RMS students explore books through speed dating activity
Published 10:09 am Tuesday, February 9, 2016
By JESSA PEASE / Staff Writer
PELHAM— In the true spirit of Valentine’s Day, the students at Riverchase Middle School participated in a Speed Book Dating activity throughout the week before Feb. 14.
The point of Speed Book Dating, according to librarian Kathy Collins, is to get the students engaged in different genres.
“When they come in, there are just a massive amount of books in there,” she said. “When they are laid out flat and you basically force them to spend time examining a book, it gives them an opportunity, that they won’t take themselves, to explore something a little bit more.”
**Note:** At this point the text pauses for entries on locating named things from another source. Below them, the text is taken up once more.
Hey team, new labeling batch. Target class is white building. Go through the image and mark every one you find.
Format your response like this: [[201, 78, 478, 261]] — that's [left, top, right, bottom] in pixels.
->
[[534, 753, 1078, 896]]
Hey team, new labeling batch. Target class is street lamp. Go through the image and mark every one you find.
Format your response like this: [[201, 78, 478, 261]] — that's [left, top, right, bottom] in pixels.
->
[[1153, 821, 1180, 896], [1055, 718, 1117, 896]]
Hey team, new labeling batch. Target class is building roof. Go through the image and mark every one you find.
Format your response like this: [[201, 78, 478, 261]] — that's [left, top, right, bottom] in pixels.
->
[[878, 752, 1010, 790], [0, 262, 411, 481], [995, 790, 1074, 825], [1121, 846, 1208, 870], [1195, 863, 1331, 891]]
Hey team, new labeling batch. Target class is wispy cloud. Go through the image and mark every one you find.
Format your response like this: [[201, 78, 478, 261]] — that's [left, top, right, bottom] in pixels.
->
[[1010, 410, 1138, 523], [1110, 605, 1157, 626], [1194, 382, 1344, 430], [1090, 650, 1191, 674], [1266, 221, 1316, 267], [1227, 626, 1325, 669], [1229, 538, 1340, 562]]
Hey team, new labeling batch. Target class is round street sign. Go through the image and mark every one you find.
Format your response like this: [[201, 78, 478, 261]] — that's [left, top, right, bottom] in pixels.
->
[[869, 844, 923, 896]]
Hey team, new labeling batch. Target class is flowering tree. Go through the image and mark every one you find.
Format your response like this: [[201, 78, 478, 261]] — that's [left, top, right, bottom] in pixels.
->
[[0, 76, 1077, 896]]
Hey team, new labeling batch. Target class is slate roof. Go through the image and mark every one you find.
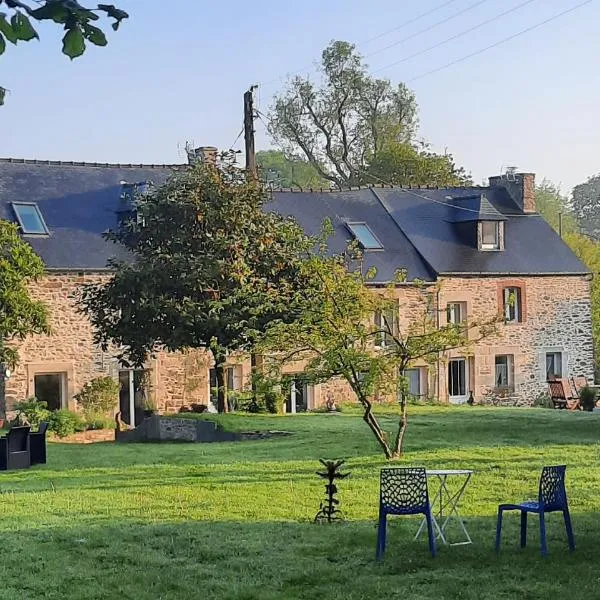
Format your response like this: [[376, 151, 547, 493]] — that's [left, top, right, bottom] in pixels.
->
[[0, 159, 176, 270], [0, 159, 588, 283]]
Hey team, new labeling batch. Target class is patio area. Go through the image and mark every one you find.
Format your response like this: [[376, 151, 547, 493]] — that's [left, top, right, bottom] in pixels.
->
[[0, 407, 600, 600]]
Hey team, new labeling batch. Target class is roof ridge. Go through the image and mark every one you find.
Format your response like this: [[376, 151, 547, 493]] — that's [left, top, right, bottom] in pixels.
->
[[0, 157, 188, 169], [272, 183, 489, 192]]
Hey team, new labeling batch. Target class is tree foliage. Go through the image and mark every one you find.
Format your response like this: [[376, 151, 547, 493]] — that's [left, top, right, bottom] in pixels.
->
[[82, 157, 313, 411], [256, 150, 330, 189], [571, 174, 600, 240], [0, 221, 50, 367], [0, 0, 129, 105], [363, 142, 473, 187], [535, 180, 600, 368], [269, 41, 417, 187], [263, 249, 497, 459]]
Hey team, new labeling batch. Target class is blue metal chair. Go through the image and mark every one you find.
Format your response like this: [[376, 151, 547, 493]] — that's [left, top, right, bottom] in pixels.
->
[[377, 468, 435, 560], [496, 465, 575, 556]]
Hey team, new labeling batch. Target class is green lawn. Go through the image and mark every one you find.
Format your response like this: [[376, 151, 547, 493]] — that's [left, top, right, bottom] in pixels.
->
[[0, 407, 600, 600]]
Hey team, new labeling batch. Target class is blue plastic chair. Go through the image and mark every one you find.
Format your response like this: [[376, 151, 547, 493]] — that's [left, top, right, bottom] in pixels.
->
[[377, 468, 435, 560], [496, 465, 575, 556]]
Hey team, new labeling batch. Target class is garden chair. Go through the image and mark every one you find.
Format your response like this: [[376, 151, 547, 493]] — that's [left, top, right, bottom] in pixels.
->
[[0, 427, 31, 471], [496, 465, 575, 556], [377, 468, 435, 560], [29, 422, 48, 465]]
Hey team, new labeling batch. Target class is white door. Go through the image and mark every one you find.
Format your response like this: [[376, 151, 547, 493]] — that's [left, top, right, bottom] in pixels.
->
[[448, 358, 469, 404]]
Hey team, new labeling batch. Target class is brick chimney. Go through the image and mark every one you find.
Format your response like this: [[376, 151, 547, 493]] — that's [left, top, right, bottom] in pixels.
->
[[186, 146, 218, 165], [489, 170, 536, 213]]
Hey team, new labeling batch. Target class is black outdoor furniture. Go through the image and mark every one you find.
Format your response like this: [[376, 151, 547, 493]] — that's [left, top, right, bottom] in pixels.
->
[[29, 422, 48, 465], [0, 427, 31, 471]]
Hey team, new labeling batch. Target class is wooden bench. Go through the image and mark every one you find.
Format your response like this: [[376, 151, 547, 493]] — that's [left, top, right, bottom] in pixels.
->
[[548, 379, 580, 410]]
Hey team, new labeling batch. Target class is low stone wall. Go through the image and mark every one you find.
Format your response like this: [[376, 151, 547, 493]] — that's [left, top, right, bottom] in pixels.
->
[[48, 429, 115, 444], [116, 415, 242, 442]]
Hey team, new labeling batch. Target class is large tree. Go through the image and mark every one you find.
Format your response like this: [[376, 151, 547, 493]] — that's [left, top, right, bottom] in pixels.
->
[[0, 221, 50, 367], [263, 248, 497, 459], [269, 41, 417, 187], [571, 174, 600, 240], [82, 157, 313, 411], [0, 0, 128, 105], [256, 150, 329, 189]]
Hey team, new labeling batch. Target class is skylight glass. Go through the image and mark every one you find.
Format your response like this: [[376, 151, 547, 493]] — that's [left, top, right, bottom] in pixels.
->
[[13, 202, 48, 234], [347, 223, 383, 250]]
Collins set up six different stations with dozens of books on each table. The genres were: Fantasy, non-fiction, realistic fiction, adventure, humor and mystery.
After choosing a book, the students had two minutes to examine it closely and give it a try. Then they rated the book. Collins said more often than not, the students find something they’d like to spend more time with.
“The kids who are typical readers, they enjoy this just because it is something different,” she explained. “I think I’m really shooting for my border-liners, my nonreaders to try and get them hooked on something. Sometimes all it takes is that one book to make a lifelong reader.”
Drew Wyatt, a seventh-grader, said he liked learning more about different kinds of books. What really caught his attention were the biographies.
“I really didn’t think that I was going to like biographies, but I found one about World War II, which my great grandfather fought in,” he said.
At the end of the activity, Collins had the kids rate their experience and asked if they found a book they would like to spend more time with. She said just about all the kids found a book to check out.
Seventh grade teacher Joe Kervin said his students seemed to enjoy the experience because it was a more engaging visit to the library. It also gave students a chance to approach books they hadn’t thought about before.
“A lot of times, kids will focus on one kind of book and never bother to explore any other tastes,” he said. “This is a great way for them to discover that they like something else that they didn’t think they would like the best.”
For Collins, she said the speed book dating is all about connecting students to books. She said her favorite part is watching them have fun with it.
“If I feel like I have connected one kid to make a life long reader, mission accomplished,” she said.